Like the recurring, diaphanous forms she creates, Ruznic's themes primarily register on a tenuous, open-ended level as implications, archetypes and feelings rather than clear narratives. Her subject matter has largely revolved around experiences of trauma, migration and loss; collective memory and identity; motherhood and family relationships; and hope, recovery and interdependence in the face of suffering.

===Bodies of work and exhibitions===
Ruznic's work of the 2010s was rooted in her early refugee experiences of shared trauma, displacement and loss. During that period, she produced paintings of fragmented, spectral figures and textile sculptures of disfigured, phantom-like forms that conveyed a sense of emotional and physical pain; the painted figures often engaged in cryptic rituals connected to the land or intercession between worldly and spiritual realms. Her painting exhibition, "My Noiseless Entourage" (2020), featured aqueous figurative groupings that ranged in expression from suffering—as in The Wailer (2019), likened by a reviewer to Picasso's Guernica)—to the suggestion of interdependence and healing (e.g., Truth Seekers and In Search of New Hope, 2019).

Maja Ruznic, Azmira & Maja, 2023–24, oil on linen, 90" x 70"; collection of Musée d’Art Moderne de Paris.

After becoming pregnant in 2020, Ruznic shifted toward more transcendent themes involving childbirth and impending motherhood, which she presented in the Harwood Museum show, "In the Sliver of the Sun" (2021). In her subsequent exhibitions "Consulting with Shadows" (2022) and "Geometry of Exile" (2023), she continued in that direction, exploring the nocturnal, half-waking, half-asleep space of early parenthood. These saturated and layered paintings depicted an otherworldly realm of fractured forms resembling squatting bodies, eggs and breasts in flux within emergent, geometric fields of somber purples, greens and reds. Collectively, the figurative arrangements suggested a non-linear, primal story of interrelated, shifting mother, father and child roles. Discussing the large triptych The Arrival of Wild Gods (2022), Isabella Miller wrote that Ruznic evoked "the psychic space of pregnancy" and interiority of the womb—"a liminal zone of maternal experience that plunged the viewer into an interdependent space characterized by the overlapping boundaries between self and other."
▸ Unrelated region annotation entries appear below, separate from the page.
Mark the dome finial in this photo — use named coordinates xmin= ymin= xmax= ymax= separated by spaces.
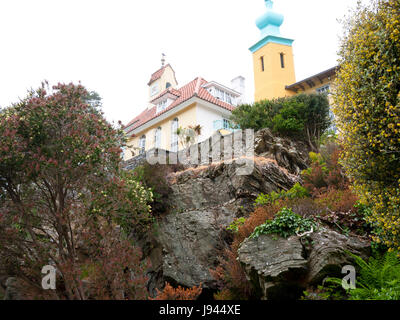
xmin=256 ymin=0 xmax=283 ymax=37
xmin=265 ymin=0 xmax=274 ymax=9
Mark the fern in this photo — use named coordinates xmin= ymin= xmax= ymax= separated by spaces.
xmin=326 ymin=252 xmax=400 ymax=300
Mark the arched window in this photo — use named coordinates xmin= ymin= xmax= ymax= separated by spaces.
xmin=154 ymin=127 xmax=161 ymax=148
xmin=139 ymin=135 xmax=146 ymax=154
xmin=171 ymin=118 xmax=179 ymax=152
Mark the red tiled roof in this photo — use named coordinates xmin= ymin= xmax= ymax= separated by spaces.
xmin=150 ymin=88 xmax=181 ymax=102
xmin=125 ymin=78 xmax=235 ymax=138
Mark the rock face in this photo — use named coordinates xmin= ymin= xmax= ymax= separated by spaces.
xmin=238 ymin=235 xmax=307 ymax=299
xmin=238 ymin=229 xmax=370 ymax=299
xmin=254 ymin=129 xmax=310 ymax=174
xmin=149 ymin=159 xmax=298 ymax=289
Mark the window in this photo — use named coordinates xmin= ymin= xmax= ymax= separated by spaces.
xmin=281 ymin=53 xmax=285 ymax=69
xmin=154 ymin=127 xmax=161 ymax=149
xmin=139 ymin=135 xmax=146 ymax=154
xmin=157 ymin=99 xmax=168 ymax=113
xmin=215 ymin=88 xmax=225 ymax=101
xmin=223 ymin=119 xmax=231 ymax=130
xmin=171 ymin=118 xmax=179 ymax=152
xmin=317 ymin=84 xmax=331 ymax=93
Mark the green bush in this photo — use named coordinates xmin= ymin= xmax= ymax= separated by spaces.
xmin=226 ymin=217 xmax=246 ymax=232
xmin=231 ymin=94 xmax=331 ymax=149
xmin=250 ymin=208 xmax=316 ymax=239
xmin=255 ymin=183 xmax=310 ymax=206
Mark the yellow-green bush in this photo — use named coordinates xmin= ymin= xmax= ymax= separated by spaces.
xmin=333 ymin=0 xmax=400 ymax=249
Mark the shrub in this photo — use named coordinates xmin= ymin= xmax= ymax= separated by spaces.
xmin=250 ymin=208 xmax=316 ymax=238
xmin=0 ymin=84 xmax=152 ymax=300
xmin=301 ymin=144 xmax=349 ymax=196
xmin=149 ymin=282 xmax=203 ymax=300
xmin=210 ymin=248 xmax=255 ymax=300
xmin=133 ymin=162 xmax=183 ymax=215
xmin=226 ymin=217 xmax=246 ymax=232
xmin=333 ymin=0 xmax=400 ymax=250
xmin=210 ymin=205 xmax=280 ymax=300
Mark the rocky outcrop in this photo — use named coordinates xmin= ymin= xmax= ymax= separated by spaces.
xmin=254 ymin=129 xmax=310 ymax=174
xmin=148 ymin=158 xmax=298 ymax=296
xmin=238 ymin=228 xmax=370 ymax=299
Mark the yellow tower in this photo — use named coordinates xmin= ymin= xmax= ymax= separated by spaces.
xmin=250 ymin=0 xmax=296 ymax=101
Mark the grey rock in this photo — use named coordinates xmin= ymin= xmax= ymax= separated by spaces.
xmin=4 ymin=277 xmax=23 ymax=300
xmin=238 ymin=235 xmax=307 ymax=299
xmin=306 ymin=229 xmax=371 ymax=285
xmin=238 ymin=228 xmax=370 ymax=299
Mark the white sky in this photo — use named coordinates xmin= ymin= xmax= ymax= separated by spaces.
xmin=0 ymin=0 xmax=367 ymax=123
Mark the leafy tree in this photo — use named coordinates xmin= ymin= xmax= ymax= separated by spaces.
xmin=231 ymin=94 xmax=331 ymax=150
xmin=333 ymin=0 xmax=400 ymax=249
xmin=0 ymin=84 xmax=152 ymax=299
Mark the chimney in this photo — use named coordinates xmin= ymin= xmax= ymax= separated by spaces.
xmin=231 ymin=76 xmax=246 ymax=104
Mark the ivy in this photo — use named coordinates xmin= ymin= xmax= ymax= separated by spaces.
xmin=250 ymin=208 xmax=316 ymax=239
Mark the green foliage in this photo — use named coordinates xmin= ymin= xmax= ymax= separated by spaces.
xmin=226 ymin=217 xmax=246 ymax=232
xmin=0 ymin=83 xmax=152 ymax=300
xmin=333 ymin=0 xmax=400 ymax=250
xmin=133 ymin=162 xmax=183 ymax=215
xmin=255 ymin=182 xmax=310 ymax=206
xmin=250 ymin=208 xmax=316 ymax=238
xmin=231 ymin=94 xmax=331 ymax=149
xmin=326 ymin=252 xmax=400 ymax=300
xmin=301 ymin=143 xmax=349 ymax=195
xmin=300 ymin=285 xmax=345 ymax=300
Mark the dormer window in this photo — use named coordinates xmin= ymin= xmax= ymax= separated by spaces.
xmin=150 ymin=83 xmax=160 ymax=96
xmin=203 ymin=81 xmax=241 ymax=105
xmin=157 ymin=98 xmax=174 ymax=113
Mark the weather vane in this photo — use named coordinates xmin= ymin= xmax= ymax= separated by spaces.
xmin=161 ymin=53 xmax=165 ymax=67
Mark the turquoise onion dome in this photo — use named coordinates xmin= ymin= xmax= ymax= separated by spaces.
xmin=256 ymin=0 xmax=283 ymax=37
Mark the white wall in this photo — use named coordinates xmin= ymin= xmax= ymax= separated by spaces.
xmin=196 ymin=103 xmax=229 ymax=142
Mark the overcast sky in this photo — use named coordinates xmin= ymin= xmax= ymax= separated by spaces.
xmin=0 ymin=0 xmax=368 ymax=123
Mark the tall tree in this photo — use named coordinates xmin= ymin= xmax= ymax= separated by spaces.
xmin=334 ymin=0 xmax=400 ymax=250
xmin=0 ymin=84 xmax=152 ymax=299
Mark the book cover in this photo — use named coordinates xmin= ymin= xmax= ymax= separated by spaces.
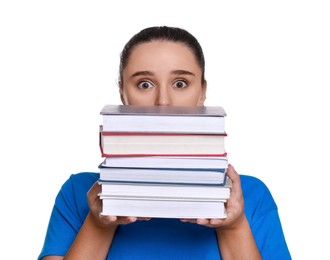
xmin=100 ymin=131 xmax=226 ymax=155
xmin=101 ymin=198 xmax=227 ymax=218
xmin=100 ymin=105 xmax=226 ymax=133
xmin=100 ymin=105 xmax=227 ymax=117
xmin=99 ymin=178 xmax=231 ymax=200
xmin=102 ymin=156 xmax=228 ymax=169
xmin=99 ymin=164 xmax=226 ymax=185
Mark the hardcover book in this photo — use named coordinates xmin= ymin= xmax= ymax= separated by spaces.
xmin=100 ymin=105 xmax=226 ymax=134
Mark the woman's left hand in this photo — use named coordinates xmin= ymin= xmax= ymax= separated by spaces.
xmin=181 ymin=165 xmax=244 ymax=229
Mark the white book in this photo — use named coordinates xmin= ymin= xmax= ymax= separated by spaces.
xmin=100 ymin=105 xmax=226 ymax=134
xmin=99 ymin=165 xmax=226 ymax=185
xmin=100 ymin=178 xmax=231 ymax=200
xmin=100 ymin=131 xmax=226 ymax=157
xmin=102 ymin=156 xmax=228 ymax=169
xmin=101 ymin=198 xmax=227 ymax=218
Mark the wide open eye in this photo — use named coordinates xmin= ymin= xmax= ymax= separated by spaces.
xmin=138 ymin=81 xmax=154 ymax=89
xmin=173 ymin=80 xmax=188 ymax=89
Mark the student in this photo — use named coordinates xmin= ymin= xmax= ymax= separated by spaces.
xmin=38 ymin=26 xmax=291 ymax=260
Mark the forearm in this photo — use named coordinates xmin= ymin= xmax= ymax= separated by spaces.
xmin=64 ymin=214 xmax=116 ymax=260
xmin=216 ymin=216 xmax=261 ymax=260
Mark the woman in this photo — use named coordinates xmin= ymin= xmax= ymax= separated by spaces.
xmin=39 ymin=26 xmax=291 ymax=260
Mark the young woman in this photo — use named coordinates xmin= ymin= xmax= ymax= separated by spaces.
xmin=39 ymin=26 xmax=291 ymax=260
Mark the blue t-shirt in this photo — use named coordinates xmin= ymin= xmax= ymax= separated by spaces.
xmin=38 ymin=172 xmax=291 ymax=260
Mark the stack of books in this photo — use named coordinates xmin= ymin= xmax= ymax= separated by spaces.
xmin=99 ymin=105 xmax=231 ymax=218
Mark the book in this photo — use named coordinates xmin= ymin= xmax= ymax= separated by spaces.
xmin=101 ymin=156 xmax=228 ymax=169
xmin=99 ymin=178 xmax=232 ymax=200
xmin=99 ymin=164 xmax=226 ymax=185
xmin=101 ymin=198 xmax=227 ymax=218
xmin=100 ymin=105 xmax=226 ymax=134
xmin=100 ymin=131 xmax=226 ymax=157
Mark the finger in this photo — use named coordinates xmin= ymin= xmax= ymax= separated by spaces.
xmin=196 ymin=218 xmax=209 ymax=226
xmin=227 ymin=164 xmax=241 ymax=193
xmin=87 ymin=181 xmax=101 ymax=198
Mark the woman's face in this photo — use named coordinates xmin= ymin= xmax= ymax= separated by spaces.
xmin=120 ymin=41 xmax=206 ymax=106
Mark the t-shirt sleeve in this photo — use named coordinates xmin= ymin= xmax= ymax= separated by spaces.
xmin=243 ymin=176 xmax=291 ymax=260
xmin=38 ymin=175 xmax=96 ymax=259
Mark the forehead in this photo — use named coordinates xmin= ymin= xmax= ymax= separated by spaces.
xmin=126 ymin=40 xmax=200 ymax=70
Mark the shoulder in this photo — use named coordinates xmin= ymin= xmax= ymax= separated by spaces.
xmin=62 ymin=172 xmax=100 ymax=191
xmin=240 ymin=175 xmax=277 ymax=218
xmin=59 ymin=172 xmax=99 ymax=204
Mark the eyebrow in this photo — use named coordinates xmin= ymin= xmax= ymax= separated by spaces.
xmin=131 ymin=70 xmax=196 ymax=78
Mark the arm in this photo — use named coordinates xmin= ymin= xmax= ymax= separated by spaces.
xmin=43 ymin=182 xmax=136 ymax=260
xmin=182 ymin=165 xmax=261 ymax=259
xmin=215 ymin=165 xmax=261 ymax=259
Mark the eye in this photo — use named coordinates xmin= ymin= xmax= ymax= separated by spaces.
xmin=138 ymin=81 xmax=154 ymax=89
xmin=173 ymin=80 xmax=188 ymax=89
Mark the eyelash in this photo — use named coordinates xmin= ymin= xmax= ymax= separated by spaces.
xmin=137 ymin=79 xmax=188 ymax=89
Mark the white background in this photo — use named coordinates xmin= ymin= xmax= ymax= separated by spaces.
xmin=0 ymin=0 xmax=330 ymax=259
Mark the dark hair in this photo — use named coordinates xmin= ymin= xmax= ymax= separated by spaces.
xmin=119 ymin=26 xmax=205 ymax=84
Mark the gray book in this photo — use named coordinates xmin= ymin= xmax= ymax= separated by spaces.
xmin=100 ymin=105 xmax=226 ymax=134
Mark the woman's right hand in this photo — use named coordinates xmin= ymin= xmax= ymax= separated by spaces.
xmin=87 ymin=182 xmax=150 ymax=228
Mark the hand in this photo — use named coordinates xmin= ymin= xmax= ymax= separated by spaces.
xmin=181 ymin=165 xmax=244 ymax=229
xmin=87 ymin=182 xmax=150 ymax=228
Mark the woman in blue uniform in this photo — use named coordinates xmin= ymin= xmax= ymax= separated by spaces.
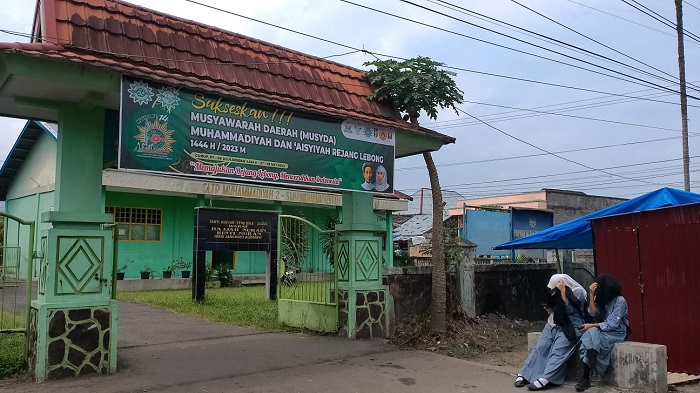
xmin=576 ymin=274 xmax=630 ymax=392
xmin=515 ymin=274 xmax=586 ymax=390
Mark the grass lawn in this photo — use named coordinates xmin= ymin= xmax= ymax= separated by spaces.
xmin=0 ymin=313 xmax=27 ymax=379
xmin=117 ymin=286 xmax=301 ymax=332
xmin=280 ymin=281 xmax=334 ymax=303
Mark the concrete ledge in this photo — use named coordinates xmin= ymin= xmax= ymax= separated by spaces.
xmin=527 ymin=332 xmax=668 ymax=393
xmin=603 ymin=341 xmax=668 ymax=393
xmin=117 ymin=278 xmax=192 ymax=292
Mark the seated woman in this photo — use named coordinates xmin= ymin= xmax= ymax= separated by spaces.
xmin=576 ymin=274 xmax=630 ymax=392
xmin=515 ymin=274 xmax=586 ymax=390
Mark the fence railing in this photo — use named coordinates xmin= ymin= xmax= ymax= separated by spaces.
xmin=0 ymin=246 xmax=26 ymax=333
xmin=278 ymin=215 xmax=337 ymax=305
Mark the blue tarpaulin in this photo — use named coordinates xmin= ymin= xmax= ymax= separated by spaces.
xmin=494 ymin=188 xmax=700 ymax=250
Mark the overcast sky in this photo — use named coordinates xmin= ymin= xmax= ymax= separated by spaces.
xmin=0 ymin=0 xmax=700 ymax=198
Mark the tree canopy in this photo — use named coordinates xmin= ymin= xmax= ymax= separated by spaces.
xmin=364 ymin=56 xmax=464 ymax=123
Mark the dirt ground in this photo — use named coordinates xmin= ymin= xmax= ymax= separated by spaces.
xmin=392 ymin=314 xmax=544 ymax=368
xmin=391 ymin=314 xmax=700 ymax=393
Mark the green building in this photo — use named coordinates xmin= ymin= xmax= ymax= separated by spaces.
xmin=0 ymin=0 xmax=454 ymax=381
xmin=0 ymin=120 xmax=407 ymax=279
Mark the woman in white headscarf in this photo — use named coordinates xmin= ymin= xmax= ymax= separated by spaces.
xmin=374 ymin=165 xmax=389 ymax=191
xmin=515 ymin=274 xmax=586 ymax=390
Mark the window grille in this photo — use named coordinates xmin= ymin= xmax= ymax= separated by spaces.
xmin=105 ymin=206 xmax=163 ymax=242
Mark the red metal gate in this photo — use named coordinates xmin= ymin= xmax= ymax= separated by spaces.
xmin=594 ymin=221 xmax=646 ymax=342
xmin=593 ymin=204 xmax=700 ymax=374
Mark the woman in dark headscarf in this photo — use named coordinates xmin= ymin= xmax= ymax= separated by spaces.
xmin=515 ymin=274 xmax=586 ymax=390
xmin=576 ymin=274 xmax=629 ymax=392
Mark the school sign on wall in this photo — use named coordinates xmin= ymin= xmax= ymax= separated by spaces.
xmin=119 ymin=77 xmax=396 ymax=193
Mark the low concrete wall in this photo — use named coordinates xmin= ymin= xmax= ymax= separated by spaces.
xmin=474 ymin=263 xmax=557 ymax=321
xmin=117 ymin=274 xmax=265 ymax=292
xmin=277 ymin=299 xmax=338 ymax=333
xmin=382 ymin=266 xmax=433 ymax=321
xmin=117 ymin=278 xmax=192 ymax=292
xmin=383 ymin=263 xmax=556 ymax=320
xmin=527 ymin=332 xmax=668 ymax=393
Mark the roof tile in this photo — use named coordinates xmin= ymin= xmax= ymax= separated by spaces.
xmin=19 ymin=0 xmax=454 ymax=142
xmin=105 ymin=15 xmax=124 ymax=36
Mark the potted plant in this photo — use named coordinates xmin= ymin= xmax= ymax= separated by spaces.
xmin=163 ymin=263 xmax=177 ymax=278
xmin=173 ymin=257 xmax=192 ymax=278
xmin=141 ymin=265 xmax=153 ymax=280
xmin=117 ymin=265 xmax=128 ymax=280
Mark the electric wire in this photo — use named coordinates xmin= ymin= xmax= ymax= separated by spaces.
xmin=684 ymin=1 xmax=700 ymax=11
xmin=388 ymin=0 xmax=700 ymax=100
xmin=510 ymin=0 xmax=697 ymax=88
xmin=394 ymin=134 xmax=697 ymax=172
xmin=620 ymin=0 xmax=700 ymax=42
xmin=456 ymin=108 xmax=659 ymax=185
xmin=152 ymin=0 xmax=700 ymax=107
xmin=566 ymin=0 xmax=688 ymax=40
xmin=436 ymin=100 xmax=681 ymax=132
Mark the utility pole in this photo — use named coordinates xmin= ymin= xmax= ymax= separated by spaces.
xmin=675 ymin=0 xmax=690 ymax=191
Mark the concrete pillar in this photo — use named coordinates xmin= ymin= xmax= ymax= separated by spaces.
xmin=384 ymin=210 xmax=394 ymax=267
xmin=336 ymin=192 xmax=393 ymax=338
xmin=28 ymin=104 xmax=118 ymax=381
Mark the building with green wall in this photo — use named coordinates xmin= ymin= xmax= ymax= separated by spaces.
xmin=0 ymin=0 xmax=455 ymax=381
xmin=0 ymin=121 xmax=407 ymax=279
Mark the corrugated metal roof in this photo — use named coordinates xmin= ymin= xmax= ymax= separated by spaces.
xmin=394 ymin=214 xmax=433 ymax=240
xmin=0 ymin=120 xmax=58 ymax=201
xmin=5 ymin=0 xmax=454 ymax=143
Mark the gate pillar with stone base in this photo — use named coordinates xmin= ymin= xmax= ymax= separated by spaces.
xmin=336 ymin=192 xmax=393 ymax=338
xmin=27 ymin=104 xmax=118 ymax=381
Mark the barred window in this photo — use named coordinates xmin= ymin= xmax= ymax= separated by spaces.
xmin=105 ymin=206 xmax=163 ymax=242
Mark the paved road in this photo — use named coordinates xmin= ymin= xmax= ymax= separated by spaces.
xmin=0 ymin=288 xmax=628 ymax=393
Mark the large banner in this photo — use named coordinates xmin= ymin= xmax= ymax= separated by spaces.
xmin=119 ymin=77 xmax=396 ymax=193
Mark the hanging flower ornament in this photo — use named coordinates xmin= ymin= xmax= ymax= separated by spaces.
xmin=128 ymin=81 xmax=154 ymax=105
xmin=154 ymin=87 xmax=180 ymax=113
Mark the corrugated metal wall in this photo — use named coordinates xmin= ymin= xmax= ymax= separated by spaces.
xmin=593 ymin=204 xmax=700 ymax=374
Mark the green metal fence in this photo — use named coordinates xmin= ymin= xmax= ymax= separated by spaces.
xmin=0 ymin=212 xmax=35 ymax=344
xmin=278 ymin=215 xmax=338 ymax=305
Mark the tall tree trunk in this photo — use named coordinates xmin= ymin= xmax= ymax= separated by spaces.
xmin=423 ymin=152 xmax=447 ymax=334
xmin=675 ymin=0 xmax=690 ymax=191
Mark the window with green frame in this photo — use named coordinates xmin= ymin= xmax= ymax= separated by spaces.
xmin=105 ymin=206 xmax=163 ymax=242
In the 2024 exhibitions, "The World Doesn't End" and "Mutter" ("mother" in German), Ruznic presented bodies of work that reconciled bleak and catastrophic realities with intimations of perseverance and continuity (e.g., Azmira & Maja, 2023–24). The paintings in the former show featured imagery centered on eyes and vision—suggesting the bearing of witness to loss and absence—as well as joyful, interconnected figurative groupings. John Vincler observed of this work, "Rather than existing between two states [abstraction and figuration], Ruznic creates an alternate one, simultaneously recognizable and uncanny. Hers is an emotionally charged dreamworld made material, which … grows more engaging, complex, and inhabitable the longer you look."

==Collections==
Ruznic's work belongs to the permanent art collections of the Berkeley Art Museum and Pacific Film Archive, Crocker Art Museum, Dallas Museum of Art, Espoo Museum of Modern Art (EMMA) in Finland, Harwood Museum of Art, He Art Museum in China, Jiménez–Colón Collection, Museum of Fine Arts, Boston, Musée d’Art Moderne de Paris, Portland Art Museum, San Francisco Museum of Modern Art, and Whitney Museum, among others.